The outermost if block performs feature detection. It ensures that code related to service technicians will only run on browsers that support service technicians.

Then the code calls the Register method. It passes it the path to the service worker (relative to the origin of the site) to register and download it. The Register The method also accepts an optional parameter called scope, which can be used to limit the pages controlled by the worker. Service workers control all pages of an application by default. The Register The method returns a Promise that indicates whether the registration was successful.

If the promise resolves, the service worker has registered successfully. The code then prints an object representing the registered service worker to the console.

If the registration process fails, the code catches the error and logs it to the console.

Next, here’s a simplified example of what the service worker itself might look like:

self.addEventListener('install', (event) => {
event.waitUntil(new Promise((resolve, reject) => {
console.log("doing setup stuff")
console.log("Service worker finished installing")

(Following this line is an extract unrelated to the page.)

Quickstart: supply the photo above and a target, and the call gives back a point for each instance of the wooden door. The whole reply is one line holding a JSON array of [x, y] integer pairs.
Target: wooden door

self.addEventListener('activate', (event) => {
event.waitUntil(new Promise((resolve, reject) => {
console.log("doing clean-up stuff!")
console.log('activation done!')

self.addEventListener('fetch', (event) => {
console.log("Request intercepted", event)

This demo service worker has three event listeners, registered against itself. It has one for ‘install’ event, ‘activate’ event and ‘fetch’ event.

Inside the first two listeners, the code uses the wait until method. This method accepts a promise. Its job is to make sure that the service worker will wait for the promise to be resolved or rejected before moving on to the next event.

The fetch listener fires whenever a request is made for a resource controlled by the service worker.

The resources controlled by a service worker include all the pages it controls, as well as any assets referenced in those pages.

Improve your web applications with Service Workers

Service workers are a special type of web worker that serves a single purpose. They sit in front of network requests to enable features like offline app access. Using service workers in a web application can significantly improve its user experience. You can create service workers and interact with them using the service worker API.